Bin auch immernoch am liebäugeln mit dem Asus P4 C800 E-Deluxe Mainboard, weiß aber nicht ob sich das lohnt, mir gehts eigentlich ausschließlich um Spieleperformance und ob das Asus mir nochmal eine drastische Verbesserung bietet kann ich nicht beurteilen.
Was würdet ihr mir raten? Ich möchte allerdings meinem P4 3.00 Northwood vorerst noch treu bleiben.
Freue mich auf eure Antworten

MFG


----------



## IVIirWirdSchlecht (27. Mai 2005)

die 128bit beziehen sich bei deinem system nur auf die speicherbandbreite des RAMs ... dank dual-channel eben 128bit (anstelle von 64). is aber wurscht. ebenso wie der kauf eines neuen boards, denn dadruch wird der PC auch net merkbar flotter.


----------



## Cemetery (27. Mai 2005)

xxxxxxxxxx am 27.05.2005 21:25 schrieb:
			
		

> Hallo
> Bei Grafikkarten gibts ja 128 Bit bzw 256 Bit Speicheranbindung. Jetzt habe ich mit dem Programm Everest Home Edition mal meine Mainboard-Eigenschaften angeschaut und festgestellt das unter Speicherbus-Eigenschaften und Busbreite 128 Bit steht. Bei Grafikarten ist ja 256 Bit wesentlich besser als 128 Bit. Jetzt meine Frage ob das sich auch so beim Mainboard verhält ( Ich habe einen Dell Pc Dimension 4600 von wem das Mainboard ist keine Ahnung Dell meint es ist ein Board direkt von Intel ).
> Hoffe auf Antworten von euch, da ich mich in diesem Bereich wenig auskenne.
> Bin auch immernoch am liebäugeln mit dem Asus P4 C800 E-Deluxe Mainboard, weiß aber nicht ob sich das lohnt, mir gehts eigentlich ausschließlich um Spieleperformance und ob das Asus mir nochmal eine drastische Verbesserung bietet kann ich nicht beurteilen.
> ...



Ave!

Das hat was mit dem Ram (Arbeitsspeicher)  bzw. dem Bus zu tun! 
Ich bin nicht sicher Single Chanel 64Bit und Dual Chanel 128Bit. Wäre nett, wenn mich jemand berichtigt.
Bei mir (NF3 250, Single Chanel) steht da 64Bit   

Deine Graka nutzt trotzdem die vollen 256Bit.

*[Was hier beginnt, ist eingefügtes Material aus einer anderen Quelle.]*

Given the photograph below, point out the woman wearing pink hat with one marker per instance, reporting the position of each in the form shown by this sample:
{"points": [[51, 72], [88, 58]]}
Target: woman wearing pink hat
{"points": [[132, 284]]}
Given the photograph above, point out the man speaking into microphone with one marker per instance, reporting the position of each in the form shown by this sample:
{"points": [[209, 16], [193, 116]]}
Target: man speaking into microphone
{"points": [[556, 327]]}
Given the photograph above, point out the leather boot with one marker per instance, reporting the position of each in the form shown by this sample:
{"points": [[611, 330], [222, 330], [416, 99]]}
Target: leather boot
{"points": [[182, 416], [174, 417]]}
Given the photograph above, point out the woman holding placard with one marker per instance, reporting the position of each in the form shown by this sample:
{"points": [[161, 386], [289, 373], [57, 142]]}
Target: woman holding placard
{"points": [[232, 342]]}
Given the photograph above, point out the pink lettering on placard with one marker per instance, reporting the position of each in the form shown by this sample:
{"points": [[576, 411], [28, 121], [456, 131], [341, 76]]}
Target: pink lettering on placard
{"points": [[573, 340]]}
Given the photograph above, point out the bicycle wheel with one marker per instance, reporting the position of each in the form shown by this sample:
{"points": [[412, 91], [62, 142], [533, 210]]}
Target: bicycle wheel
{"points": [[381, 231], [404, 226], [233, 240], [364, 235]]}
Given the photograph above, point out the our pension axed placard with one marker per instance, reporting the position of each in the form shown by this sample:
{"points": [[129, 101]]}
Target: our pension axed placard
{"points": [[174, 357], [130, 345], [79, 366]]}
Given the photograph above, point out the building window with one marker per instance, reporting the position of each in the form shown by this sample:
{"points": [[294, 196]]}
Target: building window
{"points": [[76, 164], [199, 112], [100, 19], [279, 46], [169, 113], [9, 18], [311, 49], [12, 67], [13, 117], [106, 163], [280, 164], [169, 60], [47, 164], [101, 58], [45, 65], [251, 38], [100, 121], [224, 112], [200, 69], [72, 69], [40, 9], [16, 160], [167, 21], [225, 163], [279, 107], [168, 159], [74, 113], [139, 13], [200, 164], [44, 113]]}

EDIT: Sehe gerade, dass ich richtig lag.



			
				IVIirWirdSchlecht am 27.05.2005 21:36 schrieb:
			
		

> dank dual-channel eben 128bit (anstelle von 64).



Tschüss
Cemetery


----------



## ruyven_macaran (28. Mai 2005)

xxxxxxxxxx am 27.05.2005 21:25 schrieb:
			
		

> Hallo
> Bei Grafikkarten gibts ja 128 Bit bzw 256 Bit Speicheranbindung. Jetzt habe ich mit dem Programm Everest Home Edition mal meine Mainboard-Eigenschaften angeschaut und festgestellt das unter Speicherbus-Eigenschaften und Busbreite 128 Bit steht. Bei Grafikarten ist ja 256 Bit wesentlich besser als 128 Bit. Jetzt meine Frage ob das sich auch so beim Mainboard verhält ( Ich habe einen Dell Pc Dimension 4600 von wem das Mainboard ist keine Ahnung Dell meint es ist ein Board direkt von Intel ).
> Hoffe auf Antworten von euch, da ich mich in diesem Bereich wenig auskenne.
> Bin auch immernoch am liebäugeln mit dem Asus P4 C800 E-Deluxe Mainboard, weiß aber nicht ob sich das lohnt, mir gehts eigentlich ausschließlich um Spieleperformance und ob das Asus mir nochmal eine drastische Verbesserung bietet kann ich nicht beurteilen.
> ...




zwischen zwei mainbords mit gleichem chipsatz gibts i.d.r. maximal unterschiede von 1-2% bei gleichem takt, da dell afaik ausschließlich intel chipsätze verbaut und du ja scheinbar schon dual channel hast, ist da mit nem neuen bord kaum noch was rauszuholen.


----------



## HanFred (28. Mai 2005)

ruyven_macaran am 28.05.2005 13:56 schrieb:
			
		

> zwischen zwei mainbords mit gleichem chipsatz gibts i.d.r. maximal unterschiede von 1-2% bei gleichem takt, da dell afaik ausschließlich intel chipsätze verbaut und du ja scheinbar schon dual channel hast, ist da mit nem neuen bord kaum noch was rauszuholen.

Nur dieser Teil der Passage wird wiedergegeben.